Picture, if you will, a lumber company that sells its own products online. Like the CPU manufacturer, they grade their lumber into categories including FAS (the best), No.1 (furniture grade), and No. 3 (flooring). Obviously FAS is the most expensive, but they don’t sell a lot of it. Since the goal, when milling logs, is to get the most and best woods from them, they often have a surplus of a FAS and run out of Nos. 1 and 3.
If they list the Nos. 1 and 3 as out of stock, people with lesser needs and smaller budgets won’t step up to the FAS, but go elsewhere. The store could offer the FAS at the same price as the out of stock wood, but then they would lose the money from those ready to buy the more expensive product at the original price.

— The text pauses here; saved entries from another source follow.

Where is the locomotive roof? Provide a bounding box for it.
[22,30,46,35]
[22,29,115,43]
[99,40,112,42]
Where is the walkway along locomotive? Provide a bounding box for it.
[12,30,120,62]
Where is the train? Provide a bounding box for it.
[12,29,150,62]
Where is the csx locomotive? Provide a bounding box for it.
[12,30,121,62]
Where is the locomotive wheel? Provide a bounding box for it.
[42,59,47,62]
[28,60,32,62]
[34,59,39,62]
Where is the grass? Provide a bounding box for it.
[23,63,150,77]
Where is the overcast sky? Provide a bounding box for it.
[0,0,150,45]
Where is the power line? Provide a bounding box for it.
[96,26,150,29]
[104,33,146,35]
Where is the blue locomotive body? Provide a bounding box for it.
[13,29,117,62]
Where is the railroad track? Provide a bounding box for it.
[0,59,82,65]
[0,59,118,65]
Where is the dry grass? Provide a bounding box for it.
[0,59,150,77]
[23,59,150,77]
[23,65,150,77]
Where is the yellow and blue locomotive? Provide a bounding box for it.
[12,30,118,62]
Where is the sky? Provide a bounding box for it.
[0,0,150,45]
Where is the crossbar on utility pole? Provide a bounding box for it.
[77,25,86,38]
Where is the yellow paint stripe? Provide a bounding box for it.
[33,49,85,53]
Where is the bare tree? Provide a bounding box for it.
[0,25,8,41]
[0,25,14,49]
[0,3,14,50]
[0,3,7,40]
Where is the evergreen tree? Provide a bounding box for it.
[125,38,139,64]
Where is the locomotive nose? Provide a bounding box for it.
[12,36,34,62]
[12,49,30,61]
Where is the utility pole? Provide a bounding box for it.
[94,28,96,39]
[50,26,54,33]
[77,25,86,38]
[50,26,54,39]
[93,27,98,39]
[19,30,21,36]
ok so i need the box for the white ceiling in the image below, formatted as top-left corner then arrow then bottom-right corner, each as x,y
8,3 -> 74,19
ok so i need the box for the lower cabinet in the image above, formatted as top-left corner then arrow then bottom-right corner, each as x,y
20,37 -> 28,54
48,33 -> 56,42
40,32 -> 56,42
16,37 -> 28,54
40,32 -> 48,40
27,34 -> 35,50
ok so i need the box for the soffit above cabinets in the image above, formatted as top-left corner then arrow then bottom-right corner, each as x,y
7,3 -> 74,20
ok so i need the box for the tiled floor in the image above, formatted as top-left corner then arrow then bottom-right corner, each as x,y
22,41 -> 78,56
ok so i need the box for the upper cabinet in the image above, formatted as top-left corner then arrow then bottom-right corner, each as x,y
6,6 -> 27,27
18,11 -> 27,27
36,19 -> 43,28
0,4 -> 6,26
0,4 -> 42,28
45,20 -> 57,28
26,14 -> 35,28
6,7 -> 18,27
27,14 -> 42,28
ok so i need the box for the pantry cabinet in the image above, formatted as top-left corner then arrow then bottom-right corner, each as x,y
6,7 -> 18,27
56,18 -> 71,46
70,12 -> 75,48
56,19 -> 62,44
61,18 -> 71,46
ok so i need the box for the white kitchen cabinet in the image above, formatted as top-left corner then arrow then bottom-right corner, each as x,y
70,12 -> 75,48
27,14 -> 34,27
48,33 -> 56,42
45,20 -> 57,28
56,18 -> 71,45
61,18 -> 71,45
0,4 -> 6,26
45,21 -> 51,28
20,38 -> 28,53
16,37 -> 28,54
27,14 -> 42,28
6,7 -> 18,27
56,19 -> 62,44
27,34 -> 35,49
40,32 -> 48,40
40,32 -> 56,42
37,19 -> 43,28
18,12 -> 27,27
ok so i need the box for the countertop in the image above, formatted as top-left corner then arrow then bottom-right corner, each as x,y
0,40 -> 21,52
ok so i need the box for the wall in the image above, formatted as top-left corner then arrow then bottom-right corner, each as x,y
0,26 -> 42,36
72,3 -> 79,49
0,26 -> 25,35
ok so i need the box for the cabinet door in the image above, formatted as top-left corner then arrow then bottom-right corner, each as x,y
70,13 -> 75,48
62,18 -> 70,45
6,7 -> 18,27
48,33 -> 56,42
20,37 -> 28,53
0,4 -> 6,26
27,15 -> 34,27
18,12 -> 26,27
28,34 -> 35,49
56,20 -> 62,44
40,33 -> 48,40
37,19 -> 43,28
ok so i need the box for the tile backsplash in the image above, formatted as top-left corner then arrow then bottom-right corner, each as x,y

So the store starts putting better grades of lumber, at random, in with the lower grades. That way they can sell as much wood for as high a price as they think possible, which is just good business.
If a customer notices that some of the wood is better than what they paid for, they are unlikely to complain. In fact, the lumber firm could develop a reputation for selling better than expected products.
Making sure we get all the saw dust off before we go from the mill back to the semiconductor fabrication cleanroom, we now see that our CPU could indeed be FAS when we only paid for No.1, or a 3.3+ GHz when we only forked out for a 2.8 one.
Overclocking, at least while maintaining stock voltages (more on that later), is not really about pushing the envelope, but discovering the chip’s actual potential.